In today’s society, everyone is in constant competition for wanting to be the best. What if there was a way to make your offspring the best? Last year during my A.P. Psychology class, my teacher brought up the subject of designer babies. She explained to us that designer babies refers to the process in which parents can pick and choose traits or eliminate certain traits in their embryos. For those of you who do not know what an embryo is, it is the very first step of development for an unborn offspring. Immediately when she introduced this topic it stirred a very heated debate in my class. Is it ethical to eliminate or add certain traits to an embryo? Some students said yes and some said no. I personally did not like this technological advancement. In my eyes it was unethical because you should not be able to alter how your child will look, its gender, or even their level of intelligence. Those with enough money to have designer babies are already at an advantage over those who do not have as much money, it seems unfair that they would have yet another advantage in life. What traits can you actually pick and choose for your embryo?
The article I used for my information was,”Designer Babies: The Truth Behind Preimplantation Genetic Diagnosis” by Ali Venosa for Medical Daily. After reading the article I found out that there were many common misconceptions behind the mechanisms for alternating genes in the embryo. In my eyes the most shocking thing that I believed about preimplantation genetic diagnosis (PGD) better known as designer babies is that you could easily decide what you wanted your child to look like and their intelligence level. To me this would eliminate diversity among society. Life would be boring if everyone had the same hair color, eye color, skin color and intelligence. After reading this article, this fact was debunked, you cannot decide your child’s physical appearance to the level that I thought you could. The only thing that doctor’s are capable of right now is deciding the gender and eye color of your child. My only concern about this is not regarding to eye color but to gender selection. In places like China where boys are much more desirable than females, this type of technology could throw the balance off between the sexes. This poses as a problem for reproduction in the future if one gender greatly outnumbers the other.
The more and more I read the article, the more I understood the importance of having the designer baby technology. Let’s say your family has a very long history of a certain disease, thanks to this technology, you can take out that gene in the embryo so that your child has little to no risk of developing that disease. Doctor’s can check your embryo for more than 100 abnormalities that could affect the quality of your child’s life. The most common removal of genes if for diseases like Tay-Sachs, Huntington’s, hemophilia, cystic fibrosis, and sickle cell disease. This technology also allows doctor’s to check the number of chromosomes which would lead to the prevention of Down’s syndrome. If people are given the opportunity to better their child’s life and lower the risk of them developing a disease or being born with a disability, I personally would jump at it.

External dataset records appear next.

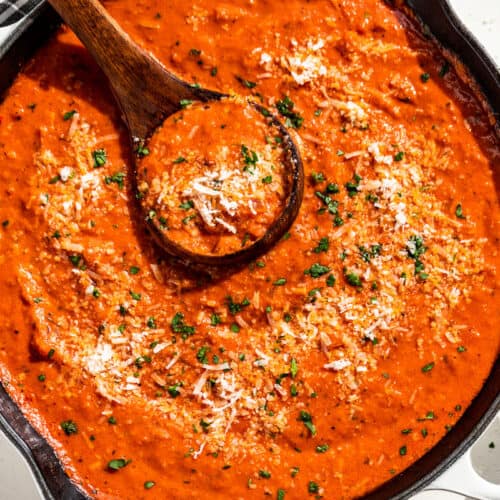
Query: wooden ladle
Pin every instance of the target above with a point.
(147, 94)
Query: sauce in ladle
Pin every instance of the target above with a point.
(214, 176)
(235, 221)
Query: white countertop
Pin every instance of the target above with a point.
(482, 17)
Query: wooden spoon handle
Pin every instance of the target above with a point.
(144, 89)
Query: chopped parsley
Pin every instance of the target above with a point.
(201, 355)
(215, 319)
(69, 427)
(117, 178)
(352, 186)
(118, 463)
(249, 157)
(353, 279)
(368, 254)
(236, 307)
(318, 177)
(323, 245)
(186, 205)
(306, 419)
(179, 326)
(415, 248)
(330, 204)
(317, 270)
(246, 83)
(172, 390)
(459, 212)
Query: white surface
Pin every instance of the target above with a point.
(482, 17)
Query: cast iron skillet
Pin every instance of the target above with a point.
(451, 33)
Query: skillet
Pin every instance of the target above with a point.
(438, 19)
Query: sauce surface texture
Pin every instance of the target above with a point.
(322, 369)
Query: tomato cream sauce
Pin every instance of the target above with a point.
(214, 177)
(324, 368)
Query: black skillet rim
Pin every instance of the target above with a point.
(454, 36)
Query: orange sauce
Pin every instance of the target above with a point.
(214, 176)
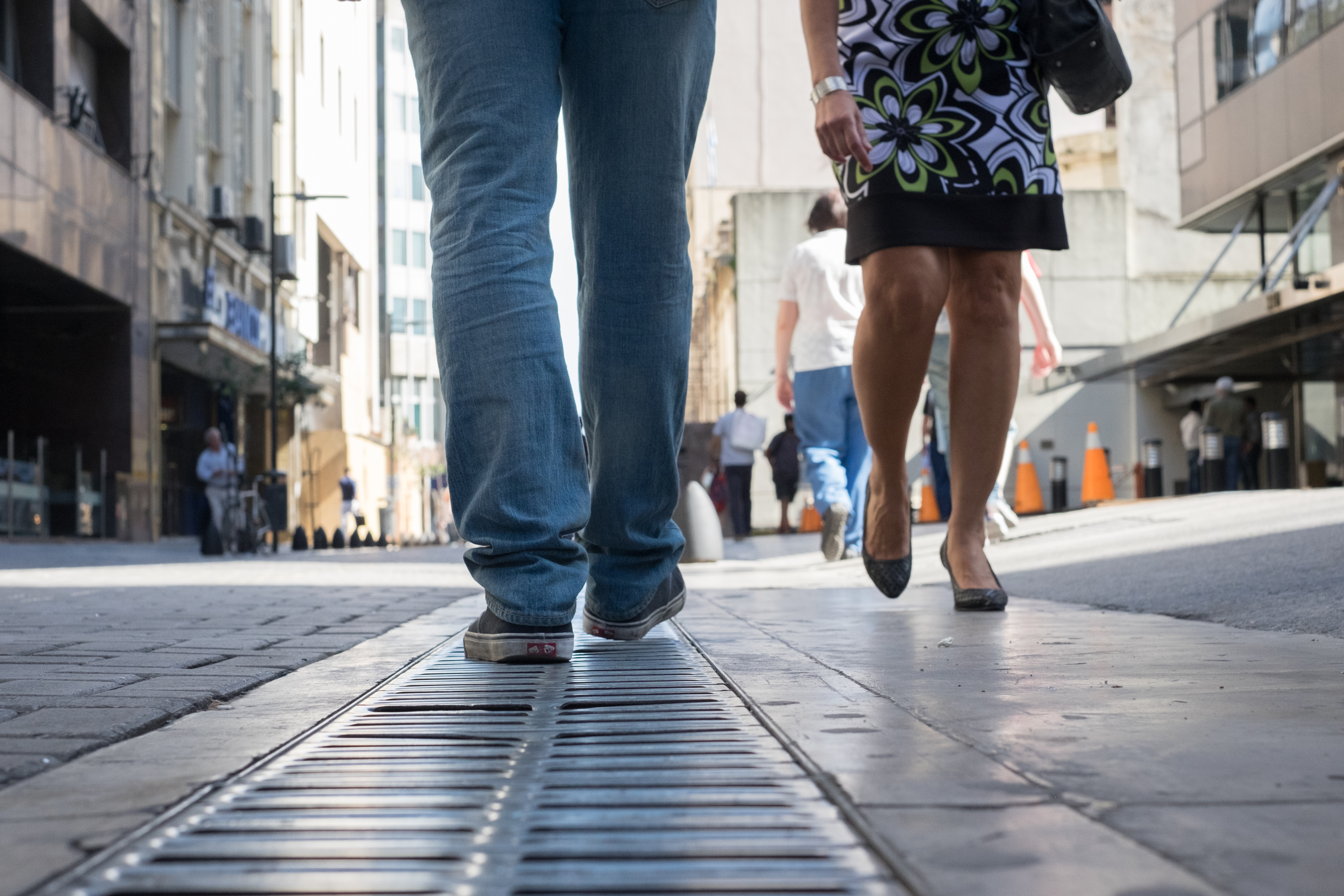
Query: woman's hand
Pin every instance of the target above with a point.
(840, 130)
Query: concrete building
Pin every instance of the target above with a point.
(1261, 151)
(76, 319)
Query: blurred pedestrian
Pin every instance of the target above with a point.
(820, 301)
(1252, 445)
(348, 503)
(1228, 414)
(218, 467)
(783, 455)
(1191, 428)
(737, 437)
(546, 518)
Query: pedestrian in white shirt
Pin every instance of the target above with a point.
(218, 467)
(820, 301)
(1191, 426)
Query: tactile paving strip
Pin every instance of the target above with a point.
(631, 770)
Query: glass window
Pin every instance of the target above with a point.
(1232, 46)
(1269, 34)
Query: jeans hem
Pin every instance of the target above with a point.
(499, 609)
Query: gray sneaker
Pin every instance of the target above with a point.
(499, 641)
(833, 531)
(668, 600)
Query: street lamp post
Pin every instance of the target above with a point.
(275, 332)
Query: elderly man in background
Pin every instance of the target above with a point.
(820, 300)
(218, 467)
(1228, 414)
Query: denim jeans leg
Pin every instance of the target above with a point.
(490, 108)
(822, 424)
(635, 80)
(858, 464)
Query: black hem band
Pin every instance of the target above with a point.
(966, 221)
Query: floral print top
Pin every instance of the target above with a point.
(949, 97)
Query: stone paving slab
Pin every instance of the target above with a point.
(140, 644)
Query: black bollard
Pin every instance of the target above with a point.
(1058, 483)
(1213, 473)
(1152, 468)
(1277, 467)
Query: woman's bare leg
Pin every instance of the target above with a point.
(905, 289)
(983, 385)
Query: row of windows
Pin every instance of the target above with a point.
(417, 323)
(417, 249)
(1252, 37)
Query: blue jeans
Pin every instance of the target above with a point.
(826, 416)
(631, 77)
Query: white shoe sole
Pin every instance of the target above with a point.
(633, 629)
(833, 533)
(525, 647)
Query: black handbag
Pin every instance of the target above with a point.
(1077, 50)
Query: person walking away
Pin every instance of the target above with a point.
(820, 301)
(218, 467)
(1252, 445)
(783, 455)
(348, 503)
(1191, 426)
(947, 187)
(937, 460)
(549, 520)
(1046, 357)
(737, 437)
(1228, 414)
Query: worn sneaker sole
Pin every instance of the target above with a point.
(633, 629)
(537, 647)
(833, 533)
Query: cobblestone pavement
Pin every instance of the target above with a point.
(100, 643)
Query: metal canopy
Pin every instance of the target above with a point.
(1285, 335)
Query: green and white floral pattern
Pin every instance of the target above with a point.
(949, 97)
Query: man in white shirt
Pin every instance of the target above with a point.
(820, 300)
(736, 439)
(1191, 426)
(218, 467)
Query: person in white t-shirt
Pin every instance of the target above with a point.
(820, 300)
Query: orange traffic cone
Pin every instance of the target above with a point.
(1097, 485)
(928, 498)
(1027, 498)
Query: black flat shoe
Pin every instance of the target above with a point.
(973, 598)
(892, 577)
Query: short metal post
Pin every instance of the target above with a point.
(10, 472)
(103, 492)
(1214, 473)
(1058, 483)
(1152, 468)
(1277, 464)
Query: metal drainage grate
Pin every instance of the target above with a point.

This whole study is really just a matter of ethics and what you personally believe after being presented with the facts of what the technology can and cannot do. In Andrew’s lecture from October 13th 2016, he presented the question: Are cancer trials ethical? Andrew told us that one group would be the control and would not receive treatment while the other group would be receiving treatment. Our class ruled this as ethical because the parents gave their consent on the study. Taking this into consideration as well as the benefits that I found out from the article, I now believe that designer babies are ethical. I am curious on everyone elses thoughts.
Venosa, Ali. “Designer Babies: Fact Vs. Fiction.” Medical Daily. N.p., 25 Mar. 2016. Web. 13 Oct. 2016.